Asia's Only AAA-Credit Is Becoming Too Popular: The Ticker
Tiny Singapore has too much of a good thing on its hands.
Asia's sole AAA-rated economy is on the receiving end of a sudden wave of foreign capital as investors, central banks, currency reserve managers and sovereign wealth funds clamor for safety. Now that Standard & Poor's has yanked away America's top rating, investors fear downgrades are coming elsewhere, too.
Singapore's draw is obvious. While it's growing slower than many Asian economies -- 0.9 percent year-over-year versus 6.5 percent in Indonesia and 4 percent in Malaysia -- it affords a high level of political stability.
Yet rapid inflows come at a time when inflation is surging much faster than gross domestic product. Consumer prices in Singapore are rising 5.4 percent year-over-year. Waves of fresh cash zooming in heighten the risk of asset bubbles by driving down interest rates and causing currency appreciation.
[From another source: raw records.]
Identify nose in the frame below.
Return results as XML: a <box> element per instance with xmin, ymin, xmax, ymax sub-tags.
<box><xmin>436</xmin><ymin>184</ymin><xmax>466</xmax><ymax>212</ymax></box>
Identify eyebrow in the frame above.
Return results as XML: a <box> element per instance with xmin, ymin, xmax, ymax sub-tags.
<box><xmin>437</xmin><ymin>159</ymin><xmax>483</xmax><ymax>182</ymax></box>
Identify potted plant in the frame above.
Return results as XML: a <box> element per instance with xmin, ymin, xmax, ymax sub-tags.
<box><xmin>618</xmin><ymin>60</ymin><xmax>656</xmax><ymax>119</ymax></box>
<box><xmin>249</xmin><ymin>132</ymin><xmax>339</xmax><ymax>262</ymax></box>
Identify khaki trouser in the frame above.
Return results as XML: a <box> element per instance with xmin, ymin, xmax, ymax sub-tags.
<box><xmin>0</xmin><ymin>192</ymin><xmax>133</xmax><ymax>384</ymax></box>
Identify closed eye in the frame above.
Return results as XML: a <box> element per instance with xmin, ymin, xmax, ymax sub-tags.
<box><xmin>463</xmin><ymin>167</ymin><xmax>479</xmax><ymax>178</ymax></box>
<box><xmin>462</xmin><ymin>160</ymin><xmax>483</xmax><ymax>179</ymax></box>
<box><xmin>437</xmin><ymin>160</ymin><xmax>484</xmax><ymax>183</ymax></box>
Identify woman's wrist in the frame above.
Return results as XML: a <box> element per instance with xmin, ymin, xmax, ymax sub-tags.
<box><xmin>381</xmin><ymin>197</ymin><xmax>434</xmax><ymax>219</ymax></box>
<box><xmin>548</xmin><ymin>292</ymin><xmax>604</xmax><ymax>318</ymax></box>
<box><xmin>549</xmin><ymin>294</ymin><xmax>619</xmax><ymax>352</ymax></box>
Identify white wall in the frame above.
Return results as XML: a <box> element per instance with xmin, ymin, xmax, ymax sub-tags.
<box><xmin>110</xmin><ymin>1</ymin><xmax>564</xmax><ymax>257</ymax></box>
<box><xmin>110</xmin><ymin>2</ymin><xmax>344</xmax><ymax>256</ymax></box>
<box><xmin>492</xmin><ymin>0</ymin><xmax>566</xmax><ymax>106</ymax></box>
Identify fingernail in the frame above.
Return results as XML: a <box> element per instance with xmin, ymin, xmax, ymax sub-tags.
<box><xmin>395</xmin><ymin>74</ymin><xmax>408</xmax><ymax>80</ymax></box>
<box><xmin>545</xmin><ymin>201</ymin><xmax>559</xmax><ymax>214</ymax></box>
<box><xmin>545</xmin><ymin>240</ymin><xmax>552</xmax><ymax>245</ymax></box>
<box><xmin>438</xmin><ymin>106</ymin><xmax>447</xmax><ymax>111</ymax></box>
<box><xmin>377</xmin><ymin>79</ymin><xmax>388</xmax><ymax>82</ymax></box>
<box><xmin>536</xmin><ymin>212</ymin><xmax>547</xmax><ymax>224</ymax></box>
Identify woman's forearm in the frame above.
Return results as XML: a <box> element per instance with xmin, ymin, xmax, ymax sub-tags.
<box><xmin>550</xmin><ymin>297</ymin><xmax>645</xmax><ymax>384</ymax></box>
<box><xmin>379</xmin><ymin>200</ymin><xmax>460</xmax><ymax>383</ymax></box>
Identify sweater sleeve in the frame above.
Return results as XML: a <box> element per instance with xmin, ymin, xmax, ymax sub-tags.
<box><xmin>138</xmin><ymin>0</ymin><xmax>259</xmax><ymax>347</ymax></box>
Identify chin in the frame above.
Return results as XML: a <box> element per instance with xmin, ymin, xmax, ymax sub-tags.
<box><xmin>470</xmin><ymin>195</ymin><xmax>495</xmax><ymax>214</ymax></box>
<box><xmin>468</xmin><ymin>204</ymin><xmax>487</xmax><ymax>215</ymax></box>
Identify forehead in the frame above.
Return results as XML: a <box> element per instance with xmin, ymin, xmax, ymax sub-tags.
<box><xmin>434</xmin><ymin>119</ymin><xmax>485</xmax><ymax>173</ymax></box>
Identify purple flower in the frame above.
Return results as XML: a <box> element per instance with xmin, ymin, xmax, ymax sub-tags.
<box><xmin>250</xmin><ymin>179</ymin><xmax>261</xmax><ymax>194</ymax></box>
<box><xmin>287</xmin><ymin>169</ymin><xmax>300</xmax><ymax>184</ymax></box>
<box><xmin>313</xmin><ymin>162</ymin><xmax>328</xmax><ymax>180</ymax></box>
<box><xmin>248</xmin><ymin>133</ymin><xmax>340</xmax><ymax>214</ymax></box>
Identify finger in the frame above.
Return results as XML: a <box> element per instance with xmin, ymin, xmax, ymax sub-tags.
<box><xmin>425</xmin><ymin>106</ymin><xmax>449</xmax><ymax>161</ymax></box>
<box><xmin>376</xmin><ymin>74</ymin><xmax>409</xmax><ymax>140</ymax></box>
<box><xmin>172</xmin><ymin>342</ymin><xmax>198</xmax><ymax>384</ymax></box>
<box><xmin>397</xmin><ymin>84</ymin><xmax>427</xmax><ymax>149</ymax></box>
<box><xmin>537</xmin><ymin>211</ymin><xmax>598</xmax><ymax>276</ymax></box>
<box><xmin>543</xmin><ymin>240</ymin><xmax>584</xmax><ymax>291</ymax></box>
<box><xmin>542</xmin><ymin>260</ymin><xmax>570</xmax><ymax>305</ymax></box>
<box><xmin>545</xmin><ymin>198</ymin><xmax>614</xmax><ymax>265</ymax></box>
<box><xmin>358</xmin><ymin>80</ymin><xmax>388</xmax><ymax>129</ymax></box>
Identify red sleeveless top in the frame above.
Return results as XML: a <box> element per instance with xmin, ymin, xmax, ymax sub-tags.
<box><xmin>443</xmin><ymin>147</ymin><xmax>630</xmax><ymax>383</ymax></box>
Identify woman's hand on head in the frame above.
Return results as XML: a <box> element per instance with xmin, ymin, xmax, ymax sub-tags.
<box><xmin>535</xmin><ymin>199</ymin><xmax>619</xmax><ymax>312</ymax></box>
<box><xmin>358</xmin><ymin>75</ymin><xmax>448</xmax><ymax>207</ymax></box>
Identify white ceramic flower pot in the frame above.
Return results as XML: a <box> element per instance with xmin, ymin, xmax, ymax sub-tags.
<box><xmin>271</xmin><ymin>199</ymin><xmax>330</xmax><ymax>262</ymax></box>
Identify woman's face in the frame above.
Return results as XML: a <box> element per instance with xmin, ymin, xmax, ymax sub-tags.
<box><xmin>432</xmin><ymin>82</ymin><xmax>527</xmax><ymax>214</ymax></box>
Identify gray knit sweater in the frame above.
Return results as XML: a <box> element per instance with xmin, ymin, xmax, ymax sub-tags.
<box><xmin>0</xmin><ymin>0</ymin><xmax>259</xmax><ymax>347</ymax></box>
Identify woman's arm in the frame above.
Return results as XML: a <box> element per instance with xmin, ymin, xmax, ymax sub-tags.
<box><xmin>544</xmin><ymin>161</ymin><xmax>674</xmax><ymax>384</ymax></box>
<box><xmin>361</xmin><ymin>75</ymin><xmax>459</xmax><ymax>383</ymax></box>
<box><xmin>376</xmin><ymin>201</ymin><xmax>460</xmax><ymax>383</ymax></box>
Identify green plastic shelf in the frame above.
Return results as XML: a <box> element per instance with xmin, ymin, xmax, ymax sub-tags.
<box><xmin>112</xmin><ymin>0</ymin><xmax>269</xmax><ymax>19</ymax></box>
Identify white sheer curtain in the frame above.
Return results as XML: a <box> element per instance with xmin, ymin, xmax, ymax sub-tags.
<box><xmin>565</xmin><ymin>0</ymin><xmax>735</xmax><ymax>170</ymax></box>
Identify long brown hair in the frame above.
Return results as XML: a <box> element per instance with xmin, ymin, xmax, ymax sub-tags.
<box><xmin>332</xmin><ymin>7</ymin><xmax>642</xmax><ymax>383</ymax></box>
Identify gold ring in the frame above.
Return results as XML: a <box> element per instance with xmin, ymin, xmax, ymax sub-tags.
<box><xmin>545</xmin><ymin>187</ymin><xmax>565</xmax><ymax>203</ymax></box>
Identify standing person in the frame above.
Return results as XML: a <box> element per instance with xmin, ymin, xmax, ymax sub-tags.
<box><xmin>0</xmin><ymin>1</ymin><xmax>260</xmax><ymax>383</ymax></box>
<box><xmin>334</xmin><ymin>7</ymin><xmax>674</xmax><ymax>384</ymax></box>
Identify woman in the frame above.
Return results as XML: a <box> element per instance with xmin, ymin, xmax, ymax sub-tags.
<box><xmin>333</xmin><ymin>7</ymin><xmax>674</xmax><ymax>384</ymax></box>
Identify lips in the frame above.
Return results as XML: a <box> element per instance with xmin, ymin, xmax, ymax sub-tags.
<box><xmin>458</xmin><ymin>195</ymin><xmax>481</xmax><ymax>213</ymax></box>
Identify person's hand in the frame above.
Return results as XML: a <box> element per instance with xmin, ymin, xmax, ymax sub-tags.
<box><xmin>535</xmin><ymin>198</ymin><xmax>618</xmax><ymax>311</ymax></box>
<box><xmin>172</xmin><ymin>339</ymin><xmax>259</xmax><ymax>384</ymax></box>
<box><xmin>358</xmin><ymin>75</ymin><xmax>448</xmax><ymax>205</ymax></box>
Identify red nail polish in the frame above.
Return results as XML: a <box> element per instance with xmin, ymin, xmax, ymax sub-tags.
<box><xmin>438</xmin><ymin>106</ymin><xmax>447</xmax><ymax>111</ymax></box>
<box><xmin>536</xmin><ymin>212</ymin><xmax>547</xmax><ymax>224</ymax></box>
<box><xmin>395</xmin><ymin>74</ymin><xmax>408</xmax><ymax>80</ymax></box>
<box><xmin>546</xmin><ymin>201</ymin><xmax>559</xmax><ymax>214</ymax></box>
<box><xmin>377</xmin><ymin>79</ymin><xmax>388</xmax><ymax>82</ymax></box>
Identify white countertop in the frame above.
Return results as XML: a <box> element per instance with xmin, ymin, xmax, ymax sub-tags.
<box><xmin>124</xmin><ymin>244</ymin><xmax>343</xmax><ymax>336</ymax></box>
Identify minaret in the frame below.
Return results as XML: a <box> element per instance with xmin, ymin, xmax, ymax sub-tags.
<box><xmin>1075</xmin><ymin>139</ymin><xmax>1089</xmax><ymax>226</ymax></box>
That means Singapore's stability is imperiled on two sides. It's a challenge for policy makers trying to clamp down on financial excesses, while putting tourism and exports at risk.
In an Aug. 18 statement, Singapore's monetary authority said its policy is appropriate and money markets are functioning in an “orderly manner.” Singapore uses the exchange rate rather than interest rates to conduct policy and has allowed its dollar to rise to combat inflation.
Yet domestic demand is putting upward pressure on inflation, and hot money flows don't help.
The last time Asia wrestled with such powerful capital movements was in 1997, when many of the region's economies crashed.
It has since strengthened financial systems, built more liquid bond markets and amassed trillions of dollars of currency reserves. This bulwark is now being seriously tested as the U.S., Japan and Europe keep rates at or close to zero.
As the biggest economies slow, credit downgrades abound and markets gyrate, Singapore finds itself in the role of safe haven. It's proving to be a more dubious honor than meets the eye.